Wednesday 4 September 2019

Modi, Abe have task cut out in Russia: Prying Putin away from China

Alarmed by Russia’s growing partnership with China, Beijing’s Asian neighbors are increasingly looking for ways to court Moscow away.
That is exactly what Prime Minister Narendra Modi and Japanese Prime Minister Shinzo Abe aim to do at the annual Eastern Economic Forum in Vladivostok this week. Chinese leader Xi Jinping will be notably absent from the event, Russian President Vladimir Putin ’s showcase for investment opportunities in his country’s Far East.
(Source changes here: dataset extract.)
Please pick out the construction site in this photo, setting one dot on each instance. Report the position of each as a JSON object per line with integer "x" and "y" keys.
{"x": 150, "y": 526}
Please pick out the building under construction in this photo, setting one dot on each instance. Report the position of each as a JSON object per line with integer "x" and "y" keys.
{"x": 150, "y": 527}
“Both of them are interested in seeing how they can come between Putin and Xi,” said Alexander Gabuev, senior fellow at the Carnegie Moscow Center think tank. “They each have their own agenda, but both share an interest in prying Moscow away from Beijing.”
Russia and China have touted their strengthening relationship; trade has increased and the two plan to sign a new military agreement. But the depth of the relationship is untested, and China’s investments in Russia have fallen far short of the expectations built up when Moscow announced its pivot to the East in 2014, as relations with the West worsened. That has left other regional powers wondering how to exploit potential weaknesses in their relationship.
This year’s forum is the fifth. As Russia has failed to attract big business investments to its generally underdeveloped Far East, the event has become a forum for Russia’s political elite, showcasing top-down government development plans.
Apart from better bilateral ties at the expense of China, Modi will probably seek from Putin support for his new Kashmir policy, which seeks to incorporate the region—also claimed by Pakistan—into India’s federal territory. China has spoken out against Modi’s move, while Moscow has withheld any criticism.
But the prime minister is likely just as interested in new nuclear projects and continuing arms deals—as well as opportunities in Russia’s Far East. In the run-up to the forum, officials and investors from five Indian states have been led around the Far East to look at possibilities, including in diamond mining to feed India’s huge market.
India’s ties to Russia—and before that the Soviet Union—have diminished as New Delhi’s relationship with the US has improved over the past decade. But Modi strengthened them earlier this year with a $5.4 billion deal to buy Russia’s S-400 air-defense system.
Russia has said it is ready to make all necessary efforts to get the deal done by 2023 as scheduled despite severe objections from Washington.
“The contract will be realized fully,” Russian state news agency RIA quoted Roman Babushkin, diplomatic adviser to Russia’s embassy in India, as saying. “We intend to make that happen.”
Russian and Indian delegations will also discuss boosting current atomic cooperation with a new nuclear-energy reactor in India.
For Abe, talks with Putin are part of Tokyo’s pursuit of inroads with Asian and Pacific countries as the US—under a Trump administration seen as looking increasingly inward—comes to be regarded as a less reliable bulwark against China.
“The Japanese are involved in very elaborate contingency planning against possible Chinese moves, especially at a time when the US is becoming less reliable. And for this reason, they’re trying to make a network of relationships, including with Russia,” said Vasily Kashin, an East Asia expert at the Moscow-based School of Higher Economics.
For Russia, flirtations with China’s regional rivals come at little expense.
“There is a vagueness in their relationship that both Russia and China are comfortable with,” said Kashin. “They both understand the other needs other partners.”
To make progress with Russia may require Abe to retreat on a territorial dispute he has vowed to resolve, over a group of islands seized from Japan by Soviet Union in 1945.
The islands, which Japan calls the Northern Territories and Russia calls the South Kurils, have become symbols of national sovereignty in both nations, raising the political cost of any concession. Though there was talk from both sides of progress a year ago, the only new agreement that Abe and Putin emerged with from their meeting at the Group of 20 summit in Osaka in June was to cooperate on garbage disposal on the disputed islands.
Little more is expected this week. In his more than two dozen meetings with Putin, Abe has generally avoided open conflict and tried to present a picture of improving relations. Japan observers say that is likely to continue at the Vladivostok meeting Thursday.